Far from superheroes, the characters in these six stories experience the deferred dreams of antiheroes. In the title story, a group of young New Yorkers revels in a luxurious new apartment—until it provides a perfect front-row seat to the violent events of 9/11. In "Some Other, Better Otto," a brilliant but mentally ill woman deeply affects her neurotic brother. A divorced woman vacationing in Italy hopes for a romantic night with a charming man in "Like It or Not," but things take a different turn. And in "Window," a woman unwittingly becomes a cradle robber. In each story, characters form, break, and renew connections, all the while trying to maintain their sanity amid life’s precarious circumstances.

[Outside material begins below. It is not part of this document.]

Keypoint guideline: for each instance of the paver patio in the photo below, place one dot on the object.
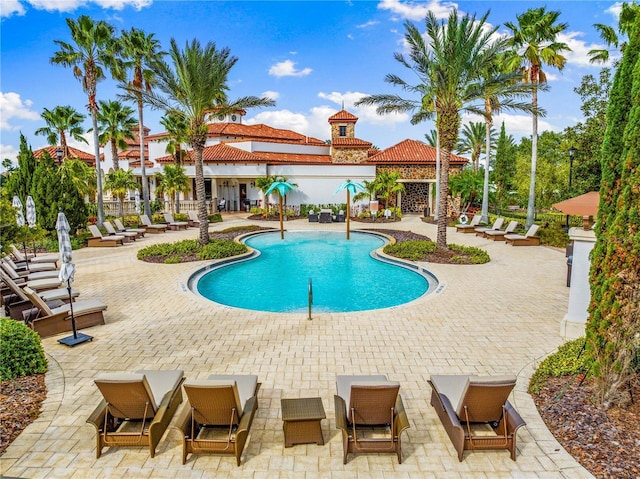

Farrar, Straus and Giroux. 240 pages. $23. ISBN: 0374299412
"‘Window’ calls to mind Joyce Carol Oates’s classic ‘Where Are You Going, Where Have You Been?,’ which set the standard for the perilous seduction story. … Her stories possess all the steely beauty of a knife wrapped in velvet." Gail Caldwell
New York Times
"Using her playwright’s ear for dialogue and a journalistic eye for the askew detail, Ms. Eisenberg gives us … a visceral sense of these characters’ daily routines, the worlds they inhabit and the families they rebel against or allow to define them. … Instead of forcing her characters’ stories into neat, arbitrary, preordained shapes, she allows them to grow organically into oddly shaped, asymmetrical narratives—narratives that possess all the surprising twists and dismaying turns of real life." Michiko Kakutani
"Eisenberg’s seventh collection of stories … confirms her talent for fiction that, like Chekhov’s, insinuates you right into the characters’ gnarled hearts, by methods so subtle and slippery that you’re not sure where you are or how you got there. … [I]t’s the clash between the kids’ and the grown-ups’ sensibilities—cynicism and hope, world-weariness and naiveté—that gives this collection its bite and ballast." Lisa Zeidner
Christian Science Monitor
"There is one clunker in the bunch: ‘Like It or Not,’ the only story to abandon an American setting. … ‘Like It or Not’ aside, in just a handful of tales Eisenberg offers enough insight and intelligent observation to amply justify her reputation as the American Alice Munro." Yvonne Zipp
Los Angeles Times
"Eisenberg, with her wide embrace of metaphor and keen sense of the eternal—the endlessly renewing cycle of human puttering—understands that behind every unexceptional face are notions and visions no one else has ever known. … Still, even her less successful stories have enough specific, emotional language to settle eerily in the mind." Judith Lewis
Milwaukee Jrnl Sentinel
"[W]hen Eisenberg veers away from the secret flashes and mysterious motivations that the short story captures so delicately and moves toward the socio-political generality of the novel, she lapses into generalities. … She succeeds much more often than she fails because she brilliantly exploits what the form does best." Charles E. May
Critics call Deborah Eisenberg a master of the short story, and Twilight, her seventh collection, reaffirms that reputation. With insight and intelligence, Eisenberg delves deep inside the daily lives of "outsiders" wandering through life. All stories didn’t touch all critics equally; some described the title story as one of the best pieces of fiction to capture the dislocation of 9/11, while others called it hackneyed. Other tales struck critics as either too political or unbelievable. Only "Some Other, Better Otto" met with universal acclaim. But in each story Eisenberg creates "stunning inner monologues" (Los Angeles Times) that reveal the disjunction between perception and reality—perhaps life’s greatest truth.